Deep Neural Networks for Sound Event Detection
|Tila||Julkaistu - 22 tammikuuta 2019|
|Nimi||Tampere University Dissertations|
In this thesis, we propose to apply the modern machine learning methods called deep learning for SED. The relationship between the commonly used timefrequency representations for SED (such as mel spectrogram and magnitude spectrogram) and the target sound event labels are highly complex. Deep learning methods such as deep neural networks (DNN) utilize a layered structure of units to extract features from the given sound representation input with increased abstraction at each layer. This increases the network’s capacity to eﬃciently learn the highly complex relationship between the sound representation and the target sound event labels. We found that the proposed DNN approach performs signiﬁcantly better than the established classiﬁer techniques for SED such as Gaussian mixture models.

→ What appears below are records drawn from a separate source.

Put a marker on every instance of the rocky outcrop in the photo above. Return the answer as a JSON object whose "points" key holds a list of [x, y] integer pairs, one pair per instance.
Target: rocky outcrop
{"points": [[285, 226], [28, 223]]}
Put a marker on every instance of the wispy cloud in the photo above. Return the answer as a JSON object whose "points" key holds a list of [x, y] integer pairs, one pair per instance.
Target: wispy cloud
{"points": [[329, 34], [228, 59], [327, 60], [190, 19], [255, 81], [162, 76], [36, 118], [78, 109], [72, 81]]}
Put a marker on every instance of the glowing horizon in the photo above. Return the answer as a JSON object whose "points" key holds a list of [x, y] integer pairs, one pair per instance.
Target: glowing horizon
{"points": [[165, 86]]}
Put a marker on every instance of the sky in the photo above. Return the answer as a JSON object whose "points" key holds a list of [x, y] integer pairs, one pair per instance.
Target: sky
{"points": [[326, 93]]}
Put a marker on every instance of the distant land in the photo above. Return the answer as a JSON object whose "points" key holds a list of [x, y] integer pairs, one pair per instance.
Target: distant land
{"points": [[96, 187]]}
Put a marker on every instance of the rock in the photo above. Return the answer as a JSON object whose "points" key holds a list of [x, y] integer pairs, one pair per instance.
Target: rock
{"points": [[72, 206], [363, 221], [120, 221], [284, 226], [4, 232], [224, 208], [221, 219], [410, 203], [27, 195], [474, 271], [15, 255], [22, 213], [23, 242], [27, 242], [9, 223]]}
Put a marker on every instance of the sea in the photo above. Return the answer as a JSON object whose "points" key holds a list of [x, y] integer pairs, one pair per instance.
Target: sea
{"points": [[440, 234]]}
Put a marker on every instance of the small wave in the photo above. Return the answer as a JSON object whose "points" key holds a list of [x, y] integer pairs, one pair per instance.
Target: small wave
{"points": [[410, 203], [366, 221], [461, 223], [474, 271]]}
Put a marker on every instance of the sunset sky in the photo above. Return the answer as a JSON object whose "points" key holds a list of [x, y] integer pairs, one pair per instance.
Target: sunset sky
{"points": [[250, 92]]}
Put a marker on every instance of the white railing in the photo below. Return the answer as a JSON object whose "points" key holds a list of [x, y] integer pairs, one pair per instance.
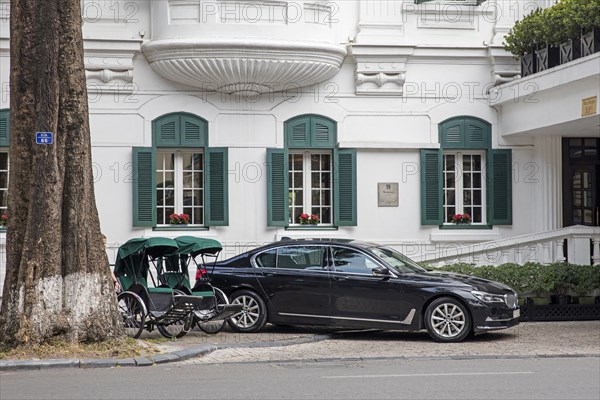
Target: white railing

In a time-frequency representation of an audio recording, a sound event can often be recognized as a distinct pattern that may exhibit shifts in both dimensions. The intra-class variability of the sound events may cause to small shifts in the frequency domain content, and the time domain shift results from the fact that a sound event can occur at any time for a given audio recording. We found that convolutional neural networks (CNN) are useful to learn shift-invariant ﬁlters that are essential for robust modeling of sound events. In addition, we show that recurrent neural networks (RNN) are eﬀective in modeling the long-term temporal characteristics of the sound events. Finally, we combine the convolutional and recurrent layers in a single classiﬁer called convolutional recurrent neural networks (CRNN), which emphasizes the beneﬁts of both and provides state-of-the-art results in multiple SED benchmark datasets.

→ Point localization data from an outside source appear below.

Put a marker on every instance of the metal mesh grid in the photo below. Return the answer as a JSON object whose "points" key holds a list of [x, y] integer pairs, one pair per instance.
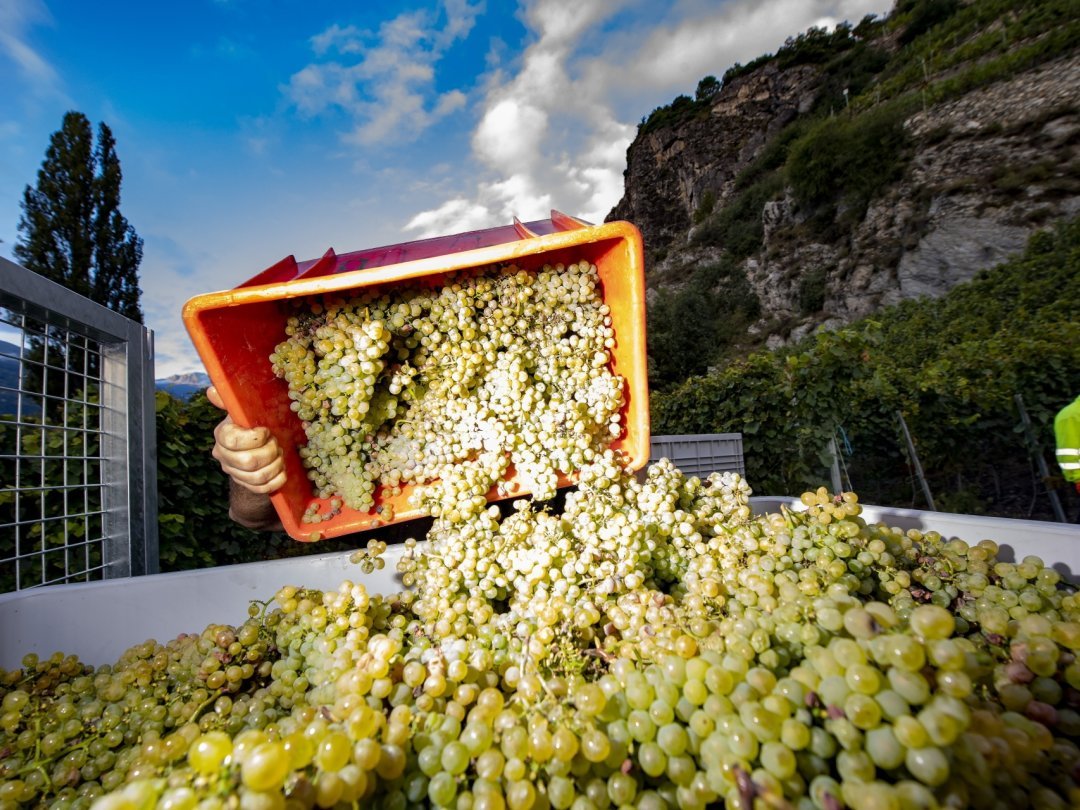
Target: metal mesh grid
{"points": [[52, 518]]}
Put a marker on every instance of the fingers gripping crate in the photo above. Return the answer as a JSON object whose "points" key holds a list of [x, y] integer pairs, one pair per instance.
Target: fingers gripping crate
{"points": [[235, 332]]}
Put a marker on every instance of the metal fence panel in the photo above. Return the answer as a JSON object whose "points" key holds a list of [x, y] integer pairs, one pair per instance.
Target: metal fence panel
{"points": [[78, 454]]}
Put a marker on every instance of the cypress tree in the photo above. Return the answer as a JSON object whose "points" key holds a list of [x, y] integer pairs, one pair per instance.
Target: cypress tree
{"points": [[71, 229]]}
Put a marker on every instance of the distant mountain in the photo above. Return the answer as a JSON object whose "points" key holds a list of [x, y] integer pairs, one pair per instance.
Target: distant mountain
{"points": [[180, 386], [183, 386]]}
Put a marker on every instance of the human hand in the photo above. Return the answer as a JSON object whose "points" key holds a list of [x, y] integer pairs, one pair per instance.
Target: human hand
{"points": [[250, 456]]}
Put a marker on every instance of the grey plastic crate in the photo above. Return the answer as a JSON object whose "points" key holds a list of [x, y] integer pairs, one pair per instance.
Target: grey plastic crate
{"points": [[99, 620], [701, 454]]}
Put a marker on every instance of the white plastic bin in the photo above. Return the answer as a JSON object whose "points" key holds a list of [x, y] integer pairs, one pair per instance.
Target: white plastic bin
{"points": [[97, 621]]}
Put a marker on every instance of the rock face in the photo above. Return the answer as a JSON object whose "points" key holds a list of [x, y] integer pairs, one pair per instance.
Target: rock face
{"points": [[989, 167], [671, 171]]}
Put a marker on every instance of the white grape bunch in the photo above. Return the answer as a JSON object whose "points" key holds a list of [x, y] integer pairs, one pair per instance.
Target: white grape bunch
{"points": [[453, 385]]}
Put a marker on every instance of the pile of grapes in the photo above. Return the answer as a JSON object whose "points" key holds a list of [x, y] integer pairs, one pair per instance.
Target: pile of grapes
{"points": [[447, 386], [653, 645], [648, 644]]}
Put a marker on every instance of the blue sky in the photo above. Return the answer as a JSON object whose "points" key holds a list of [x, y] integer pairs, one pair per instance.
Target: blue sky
{"points": [[252, 130]]}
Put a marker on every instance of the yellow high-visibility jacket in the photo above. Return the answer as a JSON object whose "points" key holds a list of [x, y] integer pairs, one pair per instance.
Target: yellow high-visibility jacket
{"points": [[1067, 435]]}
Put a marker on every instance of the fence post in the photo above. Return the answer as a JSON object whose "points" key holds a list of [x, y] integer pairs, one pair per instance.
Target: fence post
{"points": [[915, 462]]}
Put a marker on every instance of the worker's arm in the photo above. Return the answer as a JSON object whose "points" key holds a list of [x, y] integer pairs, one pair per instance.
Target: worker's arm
{"points": [[253, 461]]}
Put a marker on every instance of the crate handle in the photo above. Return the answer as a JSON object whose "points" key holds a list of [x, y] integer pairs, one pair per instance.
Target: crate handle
{"points": [[566, 223], [325, 266]]}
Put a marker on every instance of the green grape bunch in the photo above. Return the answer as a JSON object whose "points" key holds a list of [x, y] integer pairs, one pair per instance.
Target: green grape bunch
{"points": [[646, 643], [651, 645]]}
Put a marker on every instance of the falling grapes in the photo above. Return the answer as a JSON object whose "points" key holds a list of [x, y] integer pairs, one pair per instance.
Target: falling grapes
{"points": [[651, 645], [648, 644]]}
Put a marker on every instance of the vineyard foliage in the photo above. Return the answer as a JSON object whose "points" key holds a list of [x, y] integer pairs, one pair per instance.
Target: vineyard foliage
{"points": [[950, 366]]}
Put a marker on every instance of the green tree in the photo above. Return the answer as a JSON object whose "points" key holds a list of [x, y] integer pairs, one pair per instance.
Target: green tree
{"points": [[71, 229]]}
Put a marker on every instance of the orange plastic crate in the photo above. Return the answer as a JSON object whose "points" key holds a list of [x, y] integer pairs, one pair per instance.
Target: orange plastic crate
{"points": [[234, 333]]}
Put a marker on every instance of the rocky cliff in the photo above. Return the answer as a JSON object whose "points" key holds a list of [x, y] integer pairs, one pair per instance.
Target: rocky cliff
{"points": [[983, 169]]}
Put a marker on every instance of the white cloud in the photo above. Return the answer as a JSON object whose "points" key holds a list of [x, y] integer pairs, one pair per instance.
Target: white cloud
{"points": [[555, 125], [385, 81], [16, 17]]}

Aside from learning the mappings between the time-frequency representations and the sound event labels, we show that deep learning methods can also be utilized to learn a direct mapping between the the target labels and a lower level representation such as the magnitude spectrogram or even the raw audio signals. In this thesis, the feature learning capabilities of the deep learning methods and the empirical knowledge on the human auditory perception are proposed to be integrated through the means of layer weight initialization with ﬁlterbank coeﬃcients. This results with an optimal, ad-hoc ﬁlterbank that is obtained through gradient based optimization of the original coeﬃcients to improve the SED performance.